Rare TV Satire Tweaks Taboos In Canada

NO LAUGH TRACK

Canadian television has never been much good at situation comedy. Scripts are vetted by committees to ensure they don't insult anyone: no racial slurs, no nastiness, and they often end with an earnest, moral message, which usually turns out to be saccharin sweet.

Now along comes a Canadian comedy that is so irreverent it's hard to imagine how it ever got on the air. It is called "The Newsroom", and it mocks the network that shows it, the state-owned Canadian Broadcasting Corporation (CBC).

The setting is a local newsroom in Toronto. The first episode, which aired last Monday night, showed three newsmen arguing about whether to lead the newscast with a local story or an air crash in the Congo.

The news director wants the writers to use a line about a "piranha-infested river." When someone questions whether there are piranhas in the Congo, the news writer is told to say "piranha-like fish" and lead with the angle that there was a Canadian involved.

"We're hoping there was a Canadian on board," says the writer. In this newsroom, they never let the facts get in the way of good story.

"The Newsroom" is written and directed by and stars Ken Finkelman, a Canadian who once wrote situation comedies and movies in Hollywood such as Airplane II.

Newsrooms long have been popular places for comedies, from "The Mary Tyler Moore Show," popular on re-runs in Canada, to CBS's "Murphy Brown," still a hit here.

Canadians haven't fared well at producing homegrown TV comedy. Prime-time television here is filled with American sitcoms. But the CBC is trying to "Canadianize" itself. On the night "The Newsroom" debuted, the CBC lineup was all Canadian.

Mr. Finkelman has set up special rules for his new comedy: no laugh track, no corny gags, and no earnest, politically correct messages. The show savages the television news business with vicious satire. It portrays the anchors as shallow airheads only interested in themselves, not the news.

"All I ever asked for was a German car, a cottage, and the right to enjoy them both without thinking about anything," says the anchor, with not a hair out of place.

The boss, played by Finkelman, is a selfish character who spends most of his time on office politics and trying to get other people to run errands for him.

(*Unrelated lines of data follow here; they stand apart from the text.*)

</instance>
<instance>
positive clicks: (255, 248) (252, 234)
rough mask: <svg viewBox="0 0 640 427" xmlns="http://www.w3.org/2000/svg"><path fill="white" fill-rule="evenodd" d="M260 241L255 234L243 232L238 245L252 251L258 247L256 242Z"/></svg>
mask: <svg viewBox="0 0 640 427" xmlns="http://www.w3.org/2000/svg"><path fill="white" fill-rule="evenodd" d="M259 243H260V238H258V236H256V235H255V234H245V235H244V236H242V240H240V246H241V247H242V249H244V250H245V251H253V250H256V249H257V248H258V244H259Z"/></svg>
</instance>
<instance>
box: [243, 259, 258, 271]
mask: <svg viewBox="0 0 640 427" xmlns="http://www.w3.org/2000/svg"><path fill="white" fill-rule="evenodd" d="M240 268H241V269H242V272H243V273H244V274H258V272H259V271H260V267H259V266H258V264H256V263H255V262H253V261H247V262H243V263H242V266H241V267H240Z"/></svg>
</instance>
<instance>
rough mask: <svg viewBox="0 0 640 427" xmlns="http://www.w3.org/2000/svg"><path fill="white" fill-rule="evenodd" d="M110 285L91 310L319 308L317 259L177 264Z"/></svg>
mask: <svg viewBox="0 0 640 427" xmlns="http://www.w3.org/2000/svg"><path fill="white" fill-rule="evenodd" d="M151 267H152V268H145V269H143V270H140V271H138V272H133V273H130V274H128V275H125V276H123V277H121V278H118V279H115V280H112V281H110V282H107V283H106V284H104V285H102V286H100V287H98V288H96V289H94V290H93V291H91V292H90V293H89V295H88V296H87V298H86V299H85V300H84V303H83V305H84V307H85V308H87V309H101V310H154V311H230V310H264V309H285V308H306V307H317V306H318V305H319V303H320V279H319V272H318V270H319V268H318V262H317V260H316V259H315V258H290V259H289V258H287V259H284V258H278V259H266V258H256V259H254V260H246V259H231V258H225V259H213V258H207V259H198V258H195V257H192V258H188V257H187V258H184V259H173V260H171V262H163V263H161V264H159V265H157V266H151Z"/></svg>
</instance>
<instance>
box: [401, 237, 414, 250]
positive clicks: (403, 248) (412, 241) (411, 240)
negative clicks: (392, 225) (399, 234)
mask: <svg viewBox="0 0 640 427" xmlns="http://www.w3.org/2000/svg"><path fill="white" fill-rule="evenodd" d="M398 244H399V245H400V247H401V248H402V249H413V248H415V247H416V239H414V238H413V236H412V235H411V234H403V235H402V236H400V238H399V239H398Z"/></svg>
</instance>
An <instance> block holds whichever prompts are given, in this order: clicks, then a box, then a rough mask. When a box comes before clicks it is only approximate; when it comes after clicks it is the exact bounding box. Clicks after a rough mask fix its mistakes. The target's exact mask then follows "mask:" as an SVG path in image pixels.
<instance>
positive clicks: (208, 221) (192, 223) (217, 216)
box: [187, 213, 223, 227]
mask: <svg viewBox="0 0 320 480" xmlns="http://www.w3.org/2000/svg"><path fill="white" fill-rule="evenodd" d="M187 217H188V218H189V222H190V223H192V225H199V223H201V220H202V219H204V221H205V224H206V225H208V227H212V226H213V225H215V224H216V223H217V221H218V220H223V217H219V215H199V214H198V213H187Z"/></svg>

When he interviews a well-educated black woman for a job as a researcher, he asks her if she skis. She doesn't. He then hires a beautiful white woman who has never done any research and can't use a computer. She, however, does ski.

"I don't know how they got on the air," says Peter Rehak, who has worked at CBC News and is now an executive at the commercial Canadian network CTV. "It's a revolution for the stodgy CBC, where everything had to pass the political-correctness committee."

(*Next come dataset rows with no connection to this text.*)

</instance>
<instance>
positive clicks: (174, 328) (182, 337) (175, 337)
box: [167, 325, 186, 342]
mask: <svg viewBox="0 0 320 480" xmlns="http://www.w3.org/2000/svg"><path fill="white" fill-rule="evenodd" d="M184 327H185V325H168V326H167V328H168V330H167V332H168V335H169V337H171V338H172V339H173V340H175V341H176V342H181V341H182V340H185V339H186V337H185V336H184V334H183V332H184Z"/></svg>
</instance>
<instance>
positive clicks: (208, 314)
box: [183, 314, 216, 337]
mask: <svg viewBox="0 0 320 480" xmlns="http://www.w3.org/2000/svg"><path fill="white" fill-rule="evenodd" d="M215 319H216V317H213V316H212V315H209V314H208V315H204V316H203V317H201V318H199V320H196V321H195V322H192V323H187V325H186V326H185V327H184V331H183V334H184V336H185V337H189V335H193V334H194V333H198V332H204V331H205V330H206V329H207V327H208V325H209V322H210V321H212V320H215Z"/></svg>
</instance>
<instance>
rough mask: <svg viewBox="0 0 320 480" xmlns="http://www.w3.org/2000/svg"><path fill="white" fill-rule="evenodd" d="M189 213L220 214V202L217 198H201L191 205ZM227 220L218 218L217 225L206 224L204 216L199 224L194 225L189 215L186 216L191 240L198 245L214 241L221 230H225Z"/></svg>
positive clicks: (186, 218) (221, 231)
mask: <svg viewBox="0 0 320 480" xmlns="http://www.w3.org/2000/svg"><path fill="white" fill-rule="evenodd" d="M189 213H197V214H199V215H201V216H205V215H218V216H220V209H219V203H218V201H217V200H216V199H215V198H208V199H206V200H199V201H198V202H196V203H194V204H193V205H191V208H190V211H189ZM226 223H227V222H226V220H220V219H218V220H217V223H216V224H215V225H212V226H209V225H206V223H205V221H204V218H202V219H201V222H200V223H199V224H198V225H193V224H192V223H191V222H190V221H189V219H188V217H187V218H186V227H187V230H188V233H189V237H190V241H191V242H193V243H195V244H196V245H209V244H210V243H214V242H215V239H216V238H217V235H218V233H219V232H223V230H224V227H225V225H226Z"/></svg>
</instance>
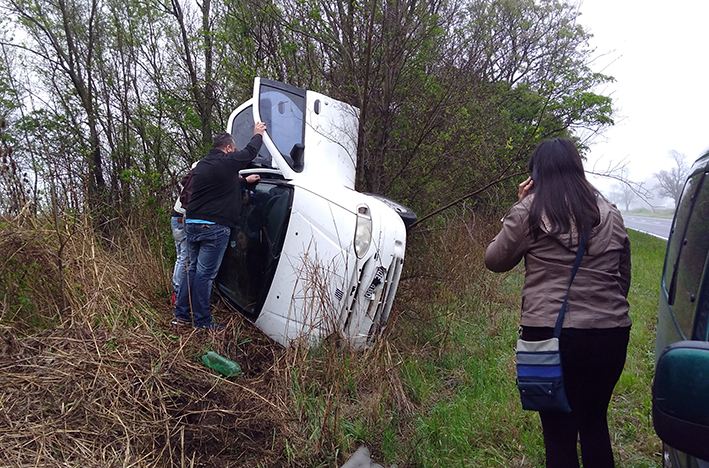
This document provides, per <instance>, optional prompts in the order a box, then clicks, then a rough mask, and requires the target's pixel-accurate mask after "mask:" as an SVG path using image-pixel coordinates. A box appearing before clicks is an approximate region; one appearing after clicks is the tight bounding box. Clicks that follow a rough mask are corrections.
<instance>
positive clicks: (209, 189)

The CBC receives almost all of its funding from the federal government but recently has taken some sharp cuts in its budget. That means many local newscasts, such as the one portrayed in "The Newsroom", are about to disappear.

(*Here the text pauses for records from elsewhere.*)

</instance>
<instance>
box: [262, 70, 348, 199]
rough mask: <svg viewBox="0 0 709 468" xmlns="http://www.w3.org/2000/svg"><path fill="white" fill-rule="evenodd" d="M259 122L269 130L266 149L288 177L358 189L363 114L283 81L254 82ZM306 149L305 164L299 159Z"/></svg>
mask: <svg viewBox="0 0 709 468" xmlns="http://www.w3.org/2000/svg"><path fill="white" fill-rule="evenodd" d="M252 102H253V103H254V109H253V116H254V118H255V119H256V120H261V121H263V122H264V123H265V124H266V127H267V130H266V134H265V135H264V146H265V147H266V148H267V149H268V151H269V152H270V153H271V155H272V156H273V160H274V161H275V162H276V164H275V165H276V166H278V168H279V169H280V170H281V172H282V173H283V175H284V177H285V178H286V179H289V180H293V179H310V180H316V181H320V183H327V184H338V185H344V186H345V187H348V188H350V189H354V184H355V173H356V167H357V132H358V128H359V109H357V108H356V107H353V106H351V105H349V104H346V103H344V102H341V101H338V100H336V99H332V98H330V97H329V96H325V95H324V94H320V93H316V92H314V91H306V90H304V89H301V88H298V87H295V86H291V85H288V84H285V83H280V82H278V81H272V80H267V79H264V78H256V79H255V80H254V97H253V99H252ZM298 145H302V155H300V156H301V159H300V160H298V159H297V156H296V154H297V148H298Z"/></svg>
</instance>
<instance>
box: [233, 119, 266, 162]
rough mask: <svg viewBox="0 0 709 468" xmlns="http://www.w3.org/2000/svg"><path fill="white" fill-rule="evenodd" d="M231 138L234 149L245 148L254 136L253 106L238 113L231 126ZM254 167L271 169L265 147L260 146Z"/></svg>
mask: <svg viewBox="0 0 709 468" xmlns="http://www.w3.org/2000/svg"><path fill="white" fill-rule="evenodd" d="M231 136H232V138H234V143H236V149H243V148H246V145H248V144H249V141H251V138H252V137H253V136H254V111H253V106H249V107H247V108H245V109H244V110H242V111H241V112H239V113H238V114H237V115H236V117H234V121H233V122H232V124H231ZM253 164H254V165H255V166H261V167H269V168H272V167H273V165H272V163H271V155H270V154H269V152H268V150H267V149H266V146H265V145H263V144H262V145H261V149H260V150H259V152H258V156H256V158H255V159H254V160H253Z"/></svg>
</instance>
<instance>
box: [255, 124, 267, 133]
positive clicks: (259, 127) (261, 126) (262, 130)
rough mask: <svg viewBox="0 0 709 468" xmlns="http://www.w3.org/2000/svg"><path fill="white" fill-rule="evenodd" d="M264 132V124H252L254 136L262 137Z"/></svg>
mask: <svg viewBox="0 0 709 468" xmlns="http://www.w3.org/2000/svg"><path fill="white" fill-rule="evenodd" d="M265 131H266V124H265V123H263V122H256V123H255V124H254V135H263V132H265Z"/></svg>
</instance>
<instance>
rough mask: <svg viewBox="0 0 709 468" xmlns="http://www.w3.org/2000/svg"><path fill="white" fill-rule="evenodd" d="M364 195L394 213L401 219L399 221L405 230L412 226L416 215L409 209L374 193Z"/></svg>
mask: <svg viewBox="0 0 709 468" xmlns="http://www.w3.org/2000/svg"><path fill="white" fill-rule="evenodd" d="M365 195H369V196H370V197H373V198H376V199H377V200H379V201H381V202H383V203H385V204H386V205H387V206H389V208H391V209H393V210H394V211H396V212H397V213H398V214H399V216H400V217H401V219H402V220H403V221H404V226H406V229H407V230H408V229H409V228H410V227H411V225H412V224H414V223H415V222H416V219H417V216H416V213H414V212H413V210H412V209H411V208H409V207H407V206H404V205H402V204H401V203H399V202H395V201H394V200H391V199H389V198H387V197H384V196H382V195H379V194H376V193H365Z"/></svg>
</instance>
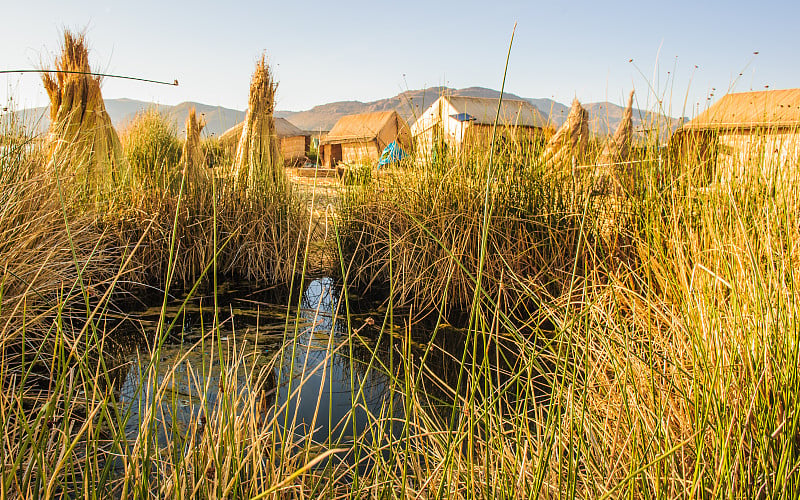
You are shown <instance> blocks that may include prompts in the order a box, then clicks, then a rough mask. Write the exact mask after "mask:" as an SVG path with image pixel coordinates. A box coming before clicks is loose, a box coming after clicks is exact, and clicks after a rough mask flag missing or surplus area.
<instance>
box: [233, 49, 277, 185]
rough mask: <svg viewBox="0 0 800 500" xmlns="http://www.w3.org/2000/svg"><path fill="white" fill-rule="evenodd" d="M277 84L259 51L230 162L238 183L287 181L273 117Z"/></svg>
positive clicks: (247, 183) (234, 174)
mask: <svg viewBox="0 0 800 500" xmlns="http://www.w3.org/2000/svg"><path fill="white" fill-rule="evenodd" d="M277 88H278V84H277V83H276V82H275V81H274V80H273V77H272V71H271V70H270V67H269V65H268V64H267V61H266V57H265V56H263V55H262V56H261V59H259V61H258V63H256V70H255V72H254V73H253V77H252V79H251V81H250V99H249V101H248V108H247V115H246V116H245V119H244V127H243V128H242V137H241V138H240V139H239V146H238V148H237V149H236V158H235V160H234V162H233V173H234V176H235V179H236V186H237V187H240V188H245V187H246V188H247V189H248V190H252V189H253V188H254V187H256V186H257V185H263V186H268V187H269V186H272V187H275V188H277V189H278V190H281V189H282V188H283V187H285V185H286V178H285V172H284V171H283V169H282V164H281V163H282V162H281V158H280V144H279V142H278V134H277V132H276V130H275V119H274V117H273V112H274V110H275V92H276V90H277Z"/></svg>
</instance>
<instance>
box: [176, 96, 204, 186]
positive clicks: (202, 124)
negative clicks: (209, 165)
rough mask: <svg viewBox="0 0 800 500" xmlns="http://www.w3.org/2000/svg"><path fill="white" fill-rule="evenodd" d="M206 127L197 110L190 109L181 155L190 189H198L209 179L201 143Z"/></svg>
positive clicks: (192, 108)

The show portrays the executives scrambling for their jobs while promising to protect the people who report to them.

"I give you my word," promises the news director to the airhead anchor. "You know how the corporation works. I don't have final say, so my word is essentially irrelevant. But I want to make sure you're happy."

The anchor then reads about losing his job in a newspaper gossip column.

Another episode deals with hiring a news anchor. The choice is either an intelligent black woman or an aggressive blonde from a local station in Edmonton.

An "anchor consultant" (they really do exist) assures the news director that the black woman is so light-skinned she is only "subliminally" black. "In a test in Regina [Saskatchewan] most people couldn't tell what race she was," the consultant assures the news director.

Race is usually taboo stuff on Canadian television. But in "The Newsroom" the "hero" (the news director played by Finkelman) is a racist creep. Even he, however, is smart enough to rationalize not hiring minorities.

"A black anchor right now reads 'equality,' " he reasons. "And 'equality' reads 'social spending.' And a social-spending message in this deficit-reduction climate looks like we're taking sides, and we have to be objective.

"A white anchor, on the other hand, reads 'deficit reduction.' "

The anchor consultant shoots back: "Blonde doesn't intimidate." The blonde gets the job.

So far, reviewers have raved about the program. A group that monitors images of women in the media says there has been no negative comment. But CTV's Mr. Rehak worries the satire may be lost on people outside journalism.

"People in the news business will love to hate it," Rehak says. "But the show is so 'in' it might not appeal to the viewing public. We'll see."